Well, that’s just great. As if I didn’t have enough on my plate this summer with my pending retirement, selling my Clearwater house, getting my youngest off to college, and moving to Georgia, now I have to contemplate the possibility that there may be an eight foot tall, hairy ape man on the loose.
Personally, I think the video is a fake. I think Dwight, Bubba, and Billy Joe drank a few too many PBRs and decided to film themselves running around in a gorilla costume. It’s something I’d do. Hell, it’s something I may have done, but I just don’t remember.
I find it hard to believe that a creature that big and that hairy could survive one deer hunting season in north Georgia. This is a place where they sell guns in a drugstore. People here believe in full submersion baptism and membership in the NRA. You hear the sound of gunfire in the hills all the time. Hunting season is as anticipated as the start of football season. In fact, because there are so many hunters prowling the hills, I am thinking about wearing fluorescent orange bib overalls when I’m working on my property during hunting season. I know I may look like a giant orange safety cone, but that’s better than being mistaken for a deer or a Bigfoot.
Even though I’m skeptical, I have to consider the possibility there may be Bigfoots (Bigfeet?) in the area. It’s certainly wild enough. Seventy percent of Fannin County is national forest.
If a Bigfoot does live in the area, I hope there is more than one and that the other one is female. The last thing I need is a horny eight foot tall ape man running around. I can see the headline now: Former Florida Lawyer Violated by Sasquatch in Gay Tryst. The thought of it gives new meaning to the phrase “watch your backside.” I bet the story would make the front page of the Blue Ridge News Observer and the National Enquirer. It might even make National Geographic. I’d hate to see my face on one of those newspapers you see in the checkout lanes at supermarkets, the ones that have headlines like “Ghost of Elvis Haunts Cheesecake Factory” and “Nancy Pelosi’s Lips Fall off in Tragic Accident.”
What does a Bigfoot eat? I know it’s not going through the drive-through at McDonalds. If memory serves me right, gorillas are vegetarians. Since I plan on having a large vegetable garden that means I will be creating a Bigfoot smorgasbord. Which leads to my next question: what type of scarecrow would frighten a Bigfoot? I’m thinking a life-sized cutout of Rosie O’Donnell or Hillary Clinton would do the trick.
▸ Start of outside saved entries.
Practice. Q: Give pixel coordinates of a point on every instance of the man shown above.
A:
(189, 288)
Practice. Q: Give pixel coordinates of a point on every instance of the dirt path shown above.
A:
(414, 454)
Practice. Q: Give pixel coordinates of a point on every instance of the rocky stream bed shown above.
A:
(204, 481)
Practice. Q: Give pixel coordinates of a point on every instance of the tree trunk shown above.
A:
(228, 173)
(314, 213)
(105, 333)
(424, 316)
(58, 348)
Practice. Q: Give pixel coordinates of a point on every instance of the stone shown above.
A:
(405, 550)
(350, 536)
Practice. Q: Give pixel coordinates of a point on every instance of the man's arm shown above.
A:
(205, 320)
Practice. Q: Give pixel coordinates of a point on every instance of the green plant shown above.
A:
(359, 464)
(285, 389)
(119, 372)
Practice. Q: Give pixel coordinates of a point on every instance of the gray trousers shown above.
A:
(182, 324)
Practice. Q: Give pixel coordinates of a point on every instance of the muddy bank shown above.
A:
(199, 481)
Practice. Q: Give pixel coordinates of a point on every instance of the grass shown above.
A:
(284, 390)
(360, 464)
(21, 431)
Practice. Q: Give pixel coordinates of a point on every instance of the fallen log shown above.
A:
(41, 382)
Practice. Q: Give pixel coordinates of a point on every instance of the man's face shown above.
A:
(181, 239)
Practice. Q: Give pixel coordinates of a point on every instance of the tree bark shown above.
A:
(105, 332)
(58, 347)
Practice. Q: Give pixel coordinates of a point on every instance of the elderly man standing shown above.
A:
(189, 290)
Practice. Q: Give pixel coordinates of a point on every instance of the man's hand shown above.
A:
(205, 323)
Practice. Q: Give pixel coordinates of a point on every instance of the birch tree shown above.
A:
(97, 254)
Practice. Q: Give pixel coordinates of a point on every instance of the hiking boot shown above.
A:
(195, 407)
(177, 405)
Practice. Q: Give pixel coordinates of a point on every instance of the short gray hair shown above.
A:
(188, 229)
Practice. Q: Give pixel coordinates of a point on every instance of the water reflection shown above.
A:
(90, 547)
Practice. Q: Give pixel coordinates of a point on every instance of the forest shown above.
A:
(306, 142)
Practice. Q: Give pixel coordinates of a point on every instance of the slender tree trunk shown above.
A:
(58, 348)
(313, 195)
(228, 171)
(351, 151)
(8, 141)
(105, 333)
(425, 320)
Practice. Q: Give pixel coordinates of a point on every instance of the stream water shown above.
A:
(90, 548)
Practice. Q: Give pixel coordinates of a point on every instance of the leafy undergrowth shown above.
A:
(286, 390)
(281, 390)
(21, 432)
As I said, I think it’s a hoax, and two can play that game. But I would be more creative and come up with something really frightening. A giant squirrel would be silly. A giant lizard would be seen as an advertisement for car insurance. Then it came to me—a giant naked mole rat, probably the ugliest creature in the animal kingdom. I know it would scare the hell out of me to see an eight foot long naked mole rat crawling through the woods.
The Bigfoot story got me thinking about what other strange things I have to worry about in the north Georgia hills. Sure enough, there have been sightings of UFOs in the area. The following is an account from the website for the Mutual UFO Network of Georgia:
Here’s a link to a YouTube video of a UFO sighting in north Georgia: UFO video.27 September 2009, approx. 10:18 PM, Fannin County – A small-business owner who lives south of McCaysville, GA, reports that he was standing at his kitchen sink preparing breakfast when he looked up and something in the sky caught his eye. A thin, oval- or cigar-shaped, shiny silver something” was moving across the sky. Moving to his back door and then out, he watched it and listened for any sound. Hearing none, he went back inside and grabbed a pair of binoculars. Outside, he got a good look at it, or as he put it “my first UFO.” The witness states, “isn't it funny how when something like this happens your camera isn't right beside you.”
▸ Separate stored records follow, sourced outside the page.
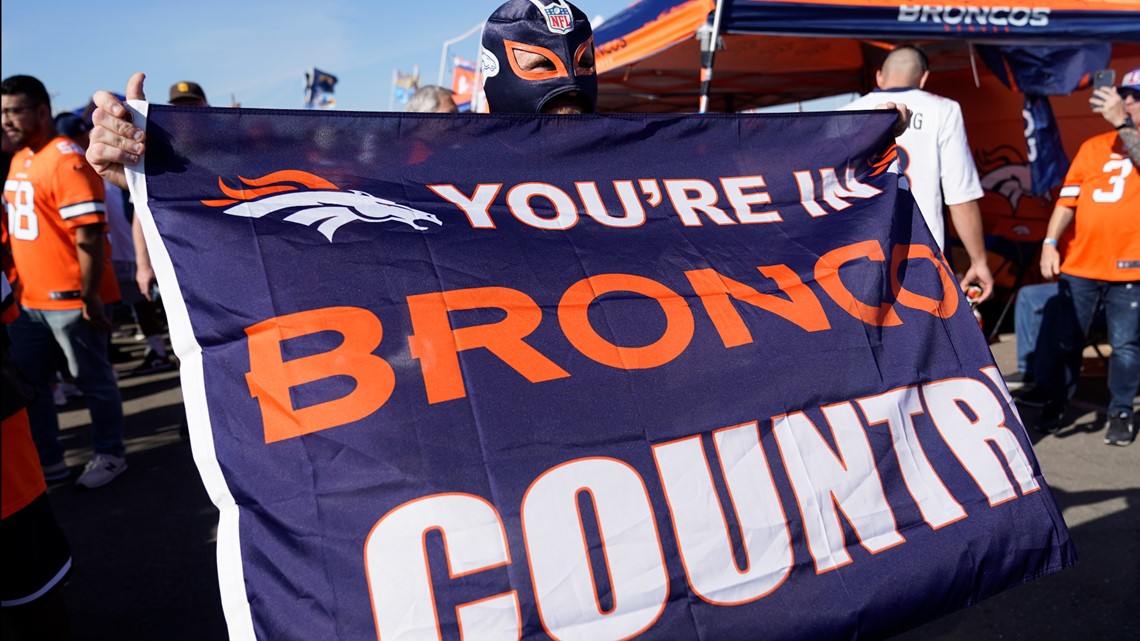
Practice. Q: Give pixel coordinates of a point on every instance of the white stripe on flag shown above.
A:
(80, 209)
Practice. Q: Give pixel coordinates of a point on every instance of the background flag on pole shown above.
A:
(463, 82)
(405, 84)
(318, 90)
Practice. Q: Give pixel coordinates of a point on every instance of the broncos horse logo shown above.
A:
(1006, 172)
(311, 200)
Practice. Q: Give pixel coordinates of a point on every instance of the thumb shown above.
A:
(135, 87)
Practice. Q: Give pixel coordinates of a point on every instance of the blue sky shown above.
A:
(257, 50)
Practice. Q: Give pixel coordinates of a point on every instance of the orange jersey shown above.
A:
(49, 194)
(1104, 186)
(22, 478)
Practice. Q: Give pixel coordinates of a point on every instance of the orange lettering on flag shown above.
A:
(437, 345)
(575, 321)
(942, 308)
(714, 289)
(827, 274)
(271, 378)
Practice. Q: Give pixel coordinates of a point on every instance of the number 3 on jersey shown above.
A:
(22, 221)
(1121, 168)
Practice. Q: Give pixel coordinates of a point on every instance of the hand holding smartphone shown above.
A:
(1104, 78)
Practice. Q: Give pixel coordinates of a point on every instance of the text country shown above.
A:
(739, 200)
(830, 485)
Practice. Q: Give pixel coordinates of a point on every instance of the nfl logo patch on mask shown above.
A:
(559, 18)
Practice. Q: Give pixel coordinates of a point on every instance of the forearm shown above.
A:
(89, 243)
(1059, 221)
(967, 220)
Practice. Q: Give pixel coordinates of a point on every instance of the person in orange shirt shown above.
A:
(1101, 193)
(37, 557)
(55, 225)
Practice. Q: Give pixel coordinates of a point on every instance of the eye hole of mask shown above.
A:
(584, 58)
(530, 62)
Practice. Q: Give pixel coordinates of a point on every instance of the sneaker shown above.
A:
(70, 390)
(1122, 429)
(100, 470)
(116, 355)
(1050, 420)
(56, 471)
(1033, 397)
(153, 364)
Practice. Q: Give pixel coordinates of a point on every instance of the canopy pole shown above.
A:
(974, 66)
(708, 53)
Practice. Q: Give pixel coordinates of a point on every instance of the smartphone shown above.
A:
(1104, 78)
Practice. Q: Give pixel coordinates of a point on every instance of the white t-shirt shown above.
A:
(938, 164)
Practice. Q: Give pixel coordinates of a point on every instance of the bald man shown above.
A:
(935, 157)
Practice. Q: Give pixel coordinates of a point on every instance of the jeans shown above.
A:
(1027, 318)
(33, 335)
(1122, 315)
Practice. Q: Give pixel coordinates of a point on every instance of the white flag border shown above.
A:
(230, 573)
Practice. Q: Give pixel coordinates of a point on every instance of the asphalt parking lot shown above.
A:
(144, 546)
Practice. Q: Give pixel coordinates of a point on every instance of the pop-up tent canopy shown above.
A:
(775, 53)
(649, 59)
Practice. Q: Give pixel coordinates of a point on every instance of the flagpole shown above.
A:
(391, 91)
(708, 51)
(447, 45)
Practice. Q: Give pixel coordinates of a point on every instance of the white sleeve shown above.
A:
(959, 175)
I’m not sure why, but I do not find aliens and UFOs to be frightening. Frankly, I’m more concerned about the members of the Mutual UFO Network of Georgia. I bet they are a little on the weird side.
This can only get better. I'm waiting for the chupacabra sighting. I’ll be sure to keep you posted on the news of Bigfoot, aliens, UFOs and other fortean events from this neck of the woods.